Delay line design for high-resolution time-to-digital converters

Abstract

Microelectronic technology is constantly scaling towards more modern, advanced, smaller technology nodes, which allows higher operational speeds and more robustness to total ionising dose. However, the technology downscaling also lowers supply voltage, thus shrinking the available headroom for the voltage domain operations. That is why more and more attention is paid to the processing of the analog signal in the time domain, where zero crossings of a signal represent analog information. That is why time-to-digital converters (TDC) take the stage instead of analog-to-digital converters (ADC).
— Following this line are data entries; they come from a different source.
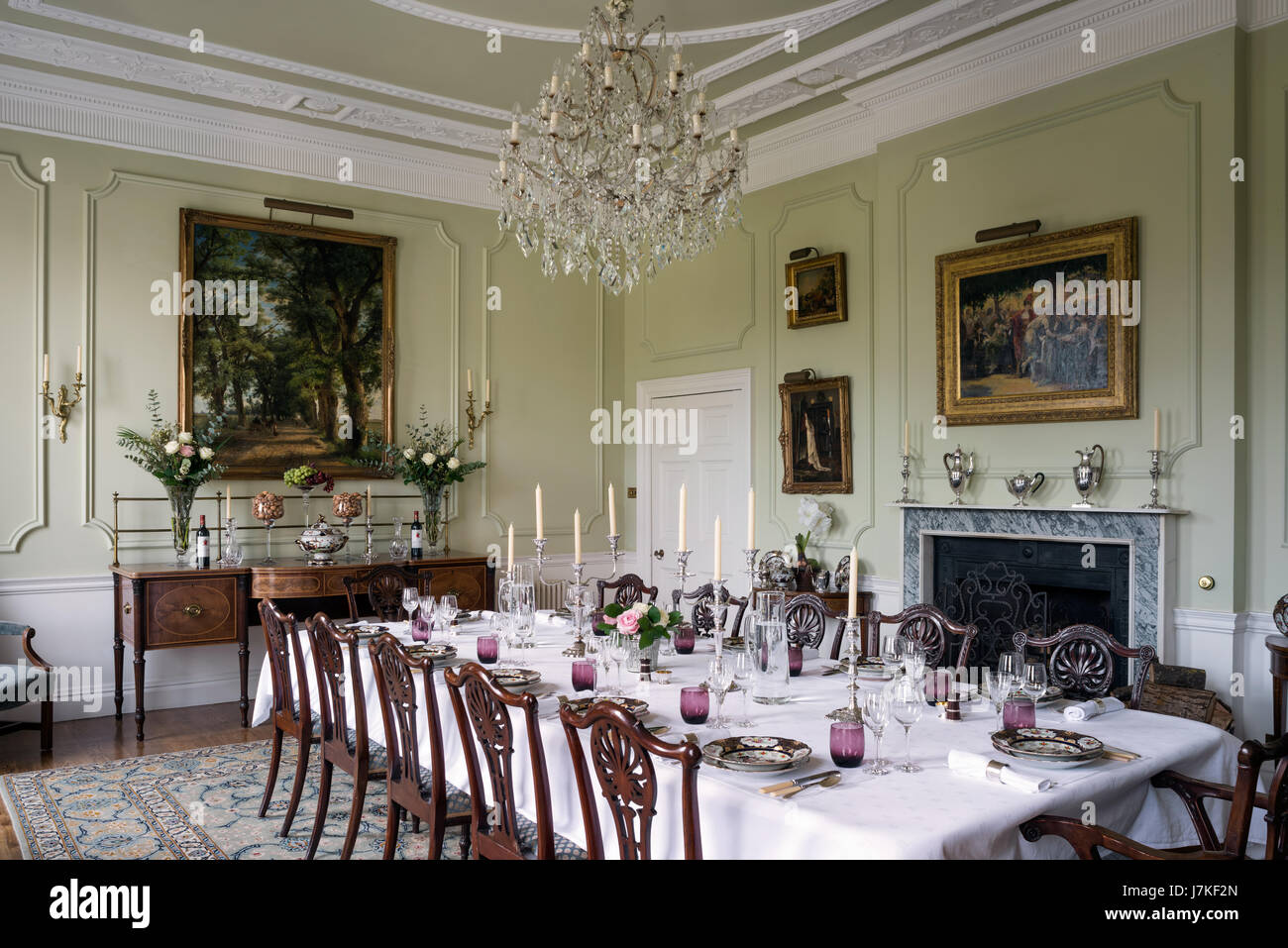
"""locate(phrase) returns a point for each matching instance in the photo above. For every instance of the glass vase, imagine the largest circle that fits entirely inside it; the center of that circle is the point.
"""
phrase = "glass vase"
(436, 518)
(180, 519)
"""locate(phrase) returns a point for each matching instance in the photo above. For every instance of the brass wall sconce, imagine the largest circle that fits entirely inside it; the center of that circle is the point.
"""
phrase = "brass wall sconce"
(62, 408)
(471, 420)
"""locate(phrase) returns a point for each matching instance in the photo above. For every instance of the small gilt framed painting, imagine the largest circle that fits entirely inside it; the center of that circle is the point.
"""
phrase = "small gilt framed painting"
(816, 286)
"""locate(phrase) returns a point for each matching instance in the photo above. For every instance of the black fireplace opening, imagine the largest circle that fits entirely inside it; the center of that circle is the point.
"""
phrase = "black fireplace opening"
(1038, 586)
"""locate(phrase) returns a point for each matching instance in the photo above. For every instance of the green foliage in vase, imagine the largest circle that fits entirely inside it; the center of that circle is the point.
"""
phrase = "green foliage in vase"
(172, 456)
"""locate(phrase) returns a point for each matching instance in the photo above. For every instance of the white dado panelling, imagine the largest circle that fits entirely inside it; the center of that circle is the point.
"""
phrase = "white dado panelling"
(858, 244)
(24, 207)
(1042, 128)
(549, 375)
(115, 299)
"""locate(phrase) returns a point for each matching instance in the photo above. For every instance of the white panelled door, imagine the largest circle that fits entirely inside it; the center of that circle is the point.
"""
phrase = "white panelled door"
(713, 460)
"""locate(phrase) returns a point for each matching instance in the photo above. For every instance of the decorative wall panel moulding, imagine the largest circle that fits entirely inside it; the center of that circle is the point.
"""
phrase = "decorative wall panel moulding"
(1038, 53)
(193, 78)
(89, 112)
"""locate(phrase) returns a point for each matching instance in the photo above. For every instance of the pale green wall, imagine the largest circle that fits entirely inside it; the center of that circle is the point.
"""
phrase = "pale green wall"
(112, 228)
(1150, 138)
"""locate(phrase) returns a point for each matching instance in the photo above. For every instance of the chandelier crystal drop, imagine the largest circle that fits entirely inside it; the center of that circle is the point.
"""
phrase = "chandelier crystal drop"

Moreover, in order to withstand harsh environments to be able to operate in the field of high energy and nuclear physics and space, these devices have to be able to tolerate the ionising radiation effects, thus, radiation hardening is required to mitigate this degradation caused by these effects. This thesis aims to thoroughly explore the fundamental architectures of TDC, and propose and compare more advanced system architectures for time-to-digital converters, which would allow to improve possible resolution and power consumption (which is the main bottleneck for space applications and battery-powered devices) in comparison to the existing designs. Detailed analysis of the Lee-Kim and Maneatis delay cells is conducted, covering minimal achievable delay, power consumption, the effect of local mismatch on the performance, jitter and supply sensitivity, in two different technologies: UMC 180nm and TSMC 65nm. The performances of the cells have been compared and the best one was chosen for the design of the delay line for precise timing signal generation. The solution for delay cell enhancement to be suitable for specific architectures is given for enabling coarse-fine tuning. The sub-gate delay resolution in the order of pico-seconds is discussed and is achieved by using local passive interpolation, feed-forwarding technique and their combination. Additionally, the final design of a high-speed delay line is discussed, incorporating various improvements to ensure the correct operation of the delay line at high clock frequency in all process corners. The work concludes with a novel approach to mitigating supply sensitivity using active DAC control to amplify and counteract supply fluctuations, ensuring improved performance and reliability.